Infadoos, who was a wary old general, and knew the absolute importance
of keeping up the spirits of his men on the eve of such a desperate
encounter, employed the pause in addressing his own regiment, the
Greys, in poetical language: explaining to them the honour that they
were receiving in being put thus in the forefront of the battle, and
in having the great white warrior from the Stars to fight with them in
their ranks; and promising large rewards of cattle and promotion to
all who survived in the event of Ignosi's arms being successful.

I looked down the long lines of waving black plumes and stern faces
beneath them, and sighed to think that within one short hour most, if
not all, of those magnificent veteran warriors, not a man of whom was
under forty years of age, would be laid dead or dying in the dust. It
could not be otherwise; they were being condemned, with that wise
recklessness of human life which marks the great general, and often
saves his forces and attains his ends, to certain slaughter, in order
to give their cause and the remainder of the army a chance of success.
They were foredoomed to die, and they knew the truth. It was to be
their task to engage regiment after regiment of Twala's army on the
narrow strip of green beneath us, till they were exterminated or till
the wings found a favourable opportunity for their onslaught. And yet
they never hesitated, nor could I detect a sign of fear upon the face
of a single warrior. There they were--going to certain death, about to
quit the blessed light of day for ever, and yet able to contemplate
their doom without a tremor. Even at that moment I could not help
contrasting their state of mind with my own, which was far from
comfortable, and breathing a sigh of envy and admiration. Never before
had I seen such an absolute devotion to the idea of duty, and such a
complete indifference to its bitter fruits.

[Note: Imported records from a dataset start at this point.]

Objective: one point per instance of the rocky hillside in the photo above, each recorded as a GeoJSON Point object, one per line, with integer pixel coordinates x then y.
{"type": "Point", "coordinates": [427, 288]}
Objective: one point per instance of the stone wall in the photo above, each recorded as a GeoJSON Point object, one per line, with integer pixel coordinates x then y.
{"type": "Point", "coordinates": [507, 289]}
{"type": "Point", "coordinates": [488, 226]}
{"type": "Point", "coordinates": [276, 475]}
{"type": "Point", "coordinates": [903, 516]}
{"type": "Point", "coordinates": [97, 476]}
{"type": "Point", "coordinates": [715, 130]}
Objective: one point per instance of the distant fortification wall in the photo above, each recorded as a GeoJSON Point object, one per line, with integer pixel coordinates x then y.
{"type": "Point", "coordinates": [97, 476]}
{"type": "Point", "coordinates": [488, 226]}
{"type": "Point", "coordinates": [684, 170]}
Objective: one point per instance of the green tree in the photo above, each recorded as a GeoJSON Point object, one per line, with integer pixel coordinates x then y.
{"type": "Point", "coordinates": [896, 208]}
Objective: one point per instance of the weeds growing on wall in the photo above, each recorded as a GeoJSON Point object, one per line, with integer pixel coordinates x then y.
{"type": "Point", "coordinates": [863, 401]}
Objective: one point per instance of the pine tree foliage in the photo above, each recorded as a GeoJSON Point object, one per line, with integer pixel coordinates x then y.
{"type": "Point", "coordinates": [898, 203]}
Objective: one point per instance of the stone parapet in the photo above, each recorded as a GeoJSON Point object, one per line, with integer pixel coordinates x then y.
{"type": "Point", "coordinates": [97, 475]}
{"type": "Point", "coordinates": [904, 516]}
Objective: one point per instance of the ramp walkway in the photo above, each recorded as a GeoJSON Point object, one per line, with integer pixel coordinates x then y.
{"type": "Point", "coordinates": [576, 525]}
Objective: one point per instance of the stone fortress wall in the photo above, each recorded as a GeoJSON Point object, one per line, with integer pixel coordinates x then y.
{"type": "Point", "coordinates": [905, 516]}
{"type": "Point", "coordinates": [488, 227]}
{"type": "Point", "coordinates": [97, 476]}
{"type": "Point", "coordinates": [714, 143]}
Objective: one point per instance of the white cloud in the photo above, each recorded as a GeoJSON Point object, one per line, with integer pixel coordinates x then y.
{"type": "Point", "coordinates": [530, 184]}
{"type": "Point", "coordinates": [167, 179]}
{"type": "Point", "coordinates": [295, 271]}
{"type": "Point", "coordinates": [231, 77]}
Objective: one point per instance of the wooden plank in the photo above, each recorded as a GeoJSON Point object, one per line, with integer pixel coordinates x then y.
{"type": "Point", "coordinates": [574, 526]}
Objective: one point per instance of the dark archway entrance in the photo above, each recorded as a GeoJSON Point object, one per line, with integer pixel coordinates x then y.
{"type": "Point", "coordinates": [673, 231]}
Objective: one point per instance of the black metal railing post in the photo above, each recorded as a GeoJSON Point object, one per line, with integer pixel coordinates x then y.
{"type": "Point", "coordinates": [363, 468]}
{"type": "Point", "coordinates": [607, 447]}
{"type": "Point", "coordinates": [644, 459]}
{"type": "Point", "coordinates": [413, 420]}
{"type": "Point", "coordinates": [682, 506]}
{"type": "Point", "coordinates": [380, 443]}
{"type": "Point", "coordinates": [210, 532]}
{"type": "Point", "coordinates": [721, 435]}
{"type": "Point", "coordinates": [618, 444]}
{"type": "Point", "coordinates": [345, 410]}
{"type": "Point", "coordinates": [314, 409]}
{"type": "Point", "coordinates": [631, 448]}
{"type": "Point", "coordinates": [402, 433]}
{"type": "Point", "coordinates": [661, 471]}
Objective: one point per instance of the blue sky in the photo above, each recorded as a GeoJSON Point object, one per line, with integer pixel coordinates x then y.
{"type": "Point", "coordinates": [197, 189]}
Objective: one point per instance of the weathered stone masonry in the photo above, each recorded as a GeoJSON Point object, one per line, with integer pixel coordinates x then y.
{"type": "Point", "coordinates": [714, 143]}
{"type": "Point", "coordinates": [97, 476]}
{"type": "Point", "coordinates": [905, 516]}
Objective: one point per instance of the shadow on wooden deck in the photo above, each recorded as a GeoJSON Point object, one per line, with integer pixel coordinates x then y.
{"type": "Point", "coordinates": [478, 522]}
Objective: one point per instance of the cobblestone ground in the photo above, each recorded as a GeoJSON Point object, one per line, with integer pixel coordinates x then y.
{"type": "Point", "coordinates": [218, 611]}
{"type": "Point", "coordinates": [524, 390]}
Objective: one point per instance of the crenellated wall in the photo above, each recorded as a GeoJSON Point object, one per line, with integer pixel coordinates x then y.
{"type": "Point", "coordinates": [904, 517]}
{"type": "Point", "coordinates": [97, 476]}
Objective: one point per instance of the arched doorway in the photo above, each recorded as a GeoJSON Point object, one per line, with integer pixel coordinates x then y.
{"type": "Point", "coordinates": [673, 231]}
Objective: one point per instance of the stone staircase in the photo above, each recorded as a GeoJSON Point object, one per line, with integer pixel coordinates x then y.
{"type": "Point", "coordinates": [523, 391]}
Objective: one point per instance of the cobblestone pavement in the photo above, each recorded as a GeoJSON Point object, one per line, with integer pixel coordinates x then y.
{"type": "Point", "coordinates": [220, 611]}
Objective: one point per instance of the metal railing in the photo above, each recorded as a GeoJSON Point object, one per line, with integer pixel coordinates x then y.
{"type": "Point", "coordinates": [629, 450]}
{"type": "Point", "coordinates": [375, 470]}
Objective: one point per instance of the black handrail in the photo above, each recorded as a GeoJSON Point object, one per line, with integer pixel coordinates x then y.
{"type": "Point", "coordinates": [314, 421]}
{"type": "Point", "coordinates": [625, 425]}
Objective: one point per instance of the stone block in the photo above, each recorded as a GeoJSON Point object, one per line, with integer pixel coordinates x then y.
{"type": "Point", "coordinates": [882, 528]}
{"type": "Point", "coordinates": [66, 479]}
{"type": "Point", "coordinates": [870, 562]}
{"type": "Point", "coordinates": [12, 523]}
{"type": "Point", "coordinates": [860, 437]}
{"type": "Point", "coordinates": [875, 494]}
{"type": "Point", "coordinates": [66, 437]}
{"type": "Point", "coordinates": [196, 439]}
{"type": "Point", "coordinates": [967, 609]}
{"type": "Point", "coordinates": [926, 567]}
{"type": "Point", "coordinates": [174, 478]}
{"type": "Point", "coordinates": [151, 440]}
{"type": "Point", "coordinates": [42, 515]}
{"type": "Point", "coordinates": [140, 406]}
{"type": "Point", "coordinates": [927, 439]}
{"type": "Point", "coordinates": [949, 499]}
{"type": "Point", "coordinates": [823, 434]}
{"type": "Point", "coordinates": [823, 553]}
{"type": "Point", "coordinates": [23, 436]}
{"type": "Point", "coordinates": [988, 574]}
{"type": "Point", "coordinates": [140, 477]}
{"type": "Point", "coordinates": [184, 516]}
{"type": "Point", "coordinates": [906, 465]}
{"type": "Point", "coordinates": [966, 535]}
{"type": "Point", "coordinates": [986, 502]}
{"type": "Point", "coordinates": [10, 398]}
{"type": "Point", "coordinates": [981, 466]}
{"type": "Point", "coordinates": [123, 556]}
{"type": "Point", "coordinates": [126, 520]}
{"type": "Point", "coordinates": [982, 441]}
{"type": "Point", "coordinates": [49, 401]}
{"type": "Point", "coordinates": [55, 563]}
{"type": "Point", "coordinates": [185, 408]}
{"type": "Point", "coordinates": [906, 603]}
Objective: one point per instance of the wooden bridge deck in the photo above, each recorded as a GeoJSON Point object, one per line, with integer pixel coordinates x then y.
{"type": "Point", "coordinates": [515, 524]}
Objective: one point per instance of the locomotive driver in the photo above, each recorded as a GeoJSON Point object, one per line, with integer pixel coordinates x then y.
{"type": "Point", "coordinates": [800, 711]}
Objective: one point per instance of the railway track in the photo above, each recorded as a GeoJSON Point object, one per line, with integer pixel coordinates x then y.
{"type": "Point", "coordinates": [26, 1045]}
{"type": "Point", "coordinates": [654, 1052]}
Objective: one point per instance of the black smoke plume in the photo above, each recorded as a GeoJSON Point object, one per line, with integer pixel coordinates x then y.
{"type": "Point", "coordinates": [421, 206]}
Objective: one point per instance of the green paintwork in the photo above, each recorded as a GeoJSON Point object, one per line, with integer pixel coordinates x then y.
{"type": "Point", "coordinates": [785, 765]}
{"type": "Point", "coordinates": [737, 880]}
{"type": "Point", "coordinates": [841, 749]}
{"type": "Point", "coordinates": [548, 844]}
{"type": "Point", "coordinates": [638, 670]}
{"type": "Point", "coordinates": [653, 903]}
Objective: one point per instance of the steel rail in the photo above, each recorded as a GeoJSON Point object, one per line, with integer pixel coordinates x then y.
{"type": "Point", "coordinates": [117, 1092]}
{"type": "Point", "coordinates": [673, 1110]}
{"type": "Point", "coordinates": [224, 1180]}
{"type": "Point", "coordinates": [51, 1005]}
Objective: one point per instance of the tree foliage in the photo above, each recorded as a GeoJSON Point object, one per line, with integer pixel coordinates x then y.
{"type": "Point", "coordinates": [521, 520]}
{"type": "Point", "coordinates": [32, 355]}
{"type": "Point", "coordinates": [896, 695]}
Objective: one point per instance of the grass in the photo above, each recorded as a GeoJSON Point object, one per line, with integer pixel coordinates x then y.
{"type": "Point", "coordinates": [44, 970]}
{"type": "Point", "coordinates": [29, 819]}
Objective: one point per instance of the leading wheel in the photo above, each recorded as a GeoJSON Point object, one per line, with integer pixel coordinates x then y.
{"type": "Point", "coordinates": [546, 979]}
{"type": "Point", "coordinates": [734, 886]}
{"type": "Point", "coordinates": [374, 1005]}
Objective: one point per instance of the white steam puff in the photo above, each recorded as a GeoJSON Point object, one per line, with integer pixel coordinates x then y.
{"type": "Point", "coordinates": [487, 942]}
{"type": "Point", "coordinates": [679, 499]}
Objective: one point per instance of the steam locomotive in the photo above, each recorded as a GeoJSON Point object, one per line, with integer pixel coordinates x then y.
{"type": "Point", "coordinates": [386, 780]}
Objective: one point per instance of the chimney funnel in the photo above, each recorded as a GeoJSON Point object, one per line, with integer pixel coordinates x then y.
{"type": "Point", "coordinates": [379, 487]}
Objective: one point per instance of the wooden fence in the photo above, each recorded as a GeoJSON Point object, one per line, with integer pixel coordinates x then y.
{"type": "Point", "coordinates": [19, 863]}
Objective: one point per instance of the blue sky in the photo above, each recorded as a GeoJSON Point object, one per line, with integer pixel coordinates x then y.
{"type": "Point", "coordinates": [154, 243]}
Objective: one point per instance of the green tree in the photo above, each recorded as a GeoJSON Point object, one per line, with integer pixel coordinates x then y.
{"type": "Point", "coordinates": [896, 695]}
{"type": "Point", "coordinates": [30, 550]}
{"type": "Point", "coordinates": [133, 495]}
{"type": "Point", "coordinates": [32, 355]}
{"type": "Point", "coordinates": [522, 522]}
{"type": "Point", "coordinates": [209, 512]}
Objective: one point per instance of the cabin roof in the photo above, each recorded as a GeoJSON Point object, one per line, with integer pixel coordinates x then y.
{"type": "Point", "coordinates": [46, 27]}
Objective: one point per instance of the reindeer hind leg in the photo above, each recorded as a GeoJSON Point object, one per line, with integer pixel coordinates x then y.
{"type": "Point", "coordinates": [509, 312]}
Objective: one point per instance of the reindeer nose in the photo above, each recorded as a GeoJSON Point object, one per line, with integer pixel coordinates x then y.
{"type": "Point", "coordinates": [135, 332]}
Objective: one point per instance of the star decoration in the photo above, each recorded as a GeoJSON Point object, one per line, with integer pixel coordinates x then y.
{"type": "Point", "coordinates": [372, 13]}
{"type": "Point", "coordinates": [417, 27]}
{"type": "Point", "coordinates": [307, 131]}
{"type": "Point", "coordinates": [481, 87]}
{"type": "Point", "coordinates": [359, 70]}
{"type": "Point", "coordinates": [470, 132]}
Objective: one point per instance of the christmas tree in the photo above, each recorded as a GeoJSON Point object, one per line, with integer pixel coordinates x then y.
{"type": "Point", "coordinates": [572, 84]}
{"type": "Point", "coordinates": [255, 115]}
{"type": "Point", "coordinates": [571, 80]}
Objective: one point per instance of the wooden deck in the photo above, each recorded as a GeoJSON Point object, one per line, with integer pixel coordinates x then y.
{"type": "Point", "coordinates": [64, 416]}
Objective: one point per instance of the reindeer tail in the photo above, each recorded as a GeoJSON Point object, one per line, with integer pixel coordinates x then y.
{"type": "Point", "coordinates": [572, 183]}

"Behold your king!" ended old Infadoos, pointing to Ignosi; "go fight
and fall for him, as is the duty of brave men, and cursed and shameful
for ever be the name of him who shrinks from death for his king, or
who turns his back to the foe. Behold your king, chiefs, captains, and
soldiers! Now do your homage to the sacred Snake, and then follow on,
that Incubu and I may show you a road to the heart of Twala's host."

There was a moment's pause, then suddenly a murmur arose from the
serried phalanxes before us, a sound like the distant whisper of the
sea, caused by the gentle tapping of the handles of six thousand
spears against their holders' shields. Slowly it swelled, till its
growing volume deepened and widened into a roar of rolling noise, that
echoed like thunder against the mountains, and filled the air with
heavy waves of sound. Then it decreased, and by faint degrees died
away into nothing, and suddenly out crashed the royal salute.